Luego observó a la mujer. Por unos instantes, ella permaneció mirando al frente, pero poco a poco volvió su cabeza y le miró. Sonrió, y su boca se entreabrió ligeramente. Pudo verle los dientes.
—Me llamo Della —anunció la mujer.
—Nathaniel.
—Nat —dijo ella—. Un nombre muy apropiado para ti. Es suave, pero tiene fuerza. Una fuerza suave. Es una marca de charol. —Aspiró una bocanada de humo y la exhaló lentamente—. ¿Cómo te ganas la vida?
—¿Verdaderamente te interesa saberlo o lo dices sólo por hablar de algo?

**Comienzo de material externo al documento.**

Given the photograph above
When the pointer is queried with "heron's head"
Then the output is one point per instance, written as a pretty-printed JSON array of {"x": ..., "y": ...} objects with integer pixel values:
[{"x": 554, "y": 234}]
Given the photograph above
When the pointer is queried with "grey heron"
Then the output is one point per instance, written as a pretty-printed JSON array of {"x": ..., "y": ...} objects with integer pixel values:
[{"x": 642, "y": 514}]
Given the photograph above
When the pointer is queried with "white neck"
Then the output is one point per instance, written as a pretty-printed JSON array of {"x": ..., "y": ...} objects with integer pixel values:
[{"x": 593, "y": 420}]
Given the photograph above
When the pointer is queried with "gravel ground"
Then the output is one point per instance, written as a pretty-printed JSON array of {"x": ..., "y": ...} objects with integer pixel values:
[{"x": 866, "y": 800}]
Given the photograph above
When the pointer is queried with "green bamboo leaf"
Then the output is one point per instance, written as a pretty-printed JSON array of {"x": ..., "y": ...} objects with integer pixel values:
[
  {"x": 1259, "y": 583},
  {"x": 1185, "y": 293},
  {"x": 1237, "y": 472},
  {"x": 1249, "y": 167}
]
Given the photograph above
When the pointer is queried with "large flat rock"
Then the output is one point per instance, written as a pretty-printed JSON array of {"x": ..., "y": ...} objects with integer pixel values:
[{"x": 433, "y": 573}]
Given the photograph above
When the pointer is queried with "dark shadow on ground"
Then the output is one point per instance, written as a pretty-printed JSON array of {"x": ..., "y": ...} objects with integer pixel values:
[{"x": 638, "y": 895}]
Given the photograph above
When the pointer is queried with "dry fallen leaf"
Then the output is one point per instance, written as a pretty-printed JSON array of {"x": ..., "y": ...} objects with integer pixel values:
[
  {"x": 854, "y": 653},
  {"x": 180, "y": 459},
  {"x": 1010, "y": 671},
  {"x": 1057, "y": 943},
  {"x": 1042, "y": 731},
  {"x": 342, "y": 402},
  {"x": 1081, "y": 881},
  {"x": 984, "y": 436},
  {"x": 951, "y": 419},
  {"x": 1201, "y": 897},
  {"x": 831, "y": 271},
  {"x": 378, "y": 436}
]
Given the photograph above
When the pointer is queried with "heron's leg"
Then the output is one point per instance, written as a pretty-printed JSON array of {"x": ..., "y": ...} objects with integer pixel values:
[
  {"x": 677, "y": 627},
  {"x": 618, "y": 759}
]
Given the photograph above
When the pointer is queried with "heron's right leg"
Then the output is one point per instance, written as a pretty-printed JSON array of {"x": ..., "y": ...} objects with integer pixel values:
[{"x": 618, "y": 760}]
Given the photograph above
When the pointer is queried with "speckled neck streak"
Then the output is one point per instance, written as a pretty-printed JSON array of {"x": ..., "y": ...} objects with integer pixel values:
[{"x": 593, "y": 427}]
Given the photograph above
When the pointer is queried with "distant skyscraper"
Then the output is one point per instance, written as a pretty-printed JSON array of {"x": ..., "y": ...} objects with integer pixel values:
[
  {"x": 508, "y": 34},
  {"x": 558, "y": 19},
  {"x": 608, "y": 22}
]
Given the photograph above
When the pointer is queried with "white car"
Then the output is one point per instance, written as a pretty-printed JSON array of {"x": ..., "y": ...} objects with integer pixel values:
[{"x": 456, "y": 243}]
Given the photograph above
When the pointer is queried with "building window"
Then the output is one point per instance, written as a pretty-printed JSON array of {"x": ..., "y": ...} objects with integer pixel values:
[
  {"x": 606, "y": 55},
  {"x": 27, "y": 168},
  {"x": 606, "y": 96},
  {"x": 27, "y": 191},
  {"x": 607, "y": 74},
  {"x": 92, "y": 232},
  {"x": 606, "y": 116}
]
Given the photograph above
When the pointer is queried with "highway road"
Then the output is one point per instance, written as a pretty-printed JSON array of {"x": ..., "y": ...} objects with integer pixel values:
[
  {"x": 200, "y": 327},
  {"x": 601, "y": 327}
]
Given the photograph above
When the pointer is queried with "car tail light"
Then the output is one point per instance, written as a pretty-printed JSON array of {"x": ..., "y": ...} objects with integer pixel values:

—Me interesa verdaderamente. Cuando un hombre me interesa, quiero saberlo todo acerca de él.
Él asintió, un tanto dubitativamente.
—Es una buena costumbre, o muy mala. Te expones a muchos desengaños. ¿Y si te dijera que soy vendedor de zapatos y gano cuarenta dólares por semana?
—Sería mentira.
—Sin duda —reconoció él—. Soy demasiado listo para ganarme la vida vendiendo zapatos. Tengo esa especie de fuerza, la fuerza suave. Háblame más de eso. Cuéntame la historia de mi vida hasta el momento, y dime qué debería hacer en adelante. —Frunció el ceño, sin otro sentimiento que una simple curiosidad—. ¿Qué es lo que quieres? ¿Qué andas buscando?
—¿Básicamente? —La mujer ya no sonreía. Sostenía el cigarrillo cerca de sus labios, pero lo había olvidado. Sus ojos estaban abiertos, como si ella misma se sintiera sorprendida por la respuesta que iba a darle—. Básicamente —repitió—, estoy buscando un amante.
El impacto de su contestación fue como el toque inicial de una locomotora a toda marcha. Harbin se esforzó por recuperar su equilibrio. Las mujeres nunca le habían presentado grandes problemas, aunque la posibilidad existía y era consciente de esta posibilidad. Siempre le había resultado fácil maniobrar para esquivar cualquier compromiso molesto. Era sólo cuestión de sincronización, de saber cuándo debía alejarse. Y, sentado allí en el taxi, sabía con seguridad que aquel era el momento de alejarse. Sin demora. Pedirle al taxista que detuviera el coche. Abrir la portezuela, salir al exterior, empezar a caminar y seguir caminando.
Ella le retenía en el coche. No sabía cómo, pero le retenía como si estuviera atado de pies y manos. Lo había atrapado, y la miró con odio.
—¿Por qué me miras así? —preguntó ella.
Él no pudo responder.
—¿Estás asustado? —Sin moverse, pareció inclinarse hacia él—. ¿Te asusto, Nat?
—Despiertas mi enemistad.
—Escucha, Nat…
—Cállate —la cortó—. Quiero pensar en esto.
Ella asintió lentamente, exagerando el ademán. Él contempló su perfil, la línea de sus cejas, la nariz, la barbilla y la línea delicada de su mandíbula, el cigarrillo a unos centímetros de sus labios, el humo. Luego apartó la vista de Della y sin mirarla siguió viéndola. El viaje hasta la biblioteca duró un poco más de veinte minutos y en todo este tiempo no volvieron a dirigirse la palabra, pero fue como si hubieran estado hablando constantemente. El taxi se detuvo frente al edificio y ninguno de los dos se movió. El conductor anunció que ya habían llegado pero continuaron sin moverse del asiento. El conductor se encogió de hombros, puso el motor en punto muerto y esperó.
Al cabo de un rato, el conductor preguntó:
—Bueno, ¿qué vamos a hacer?
—Lo que tiene que ser —respondió ella. Y, acercando su cuerpo al de Harbin, le dio una dirección al taxista.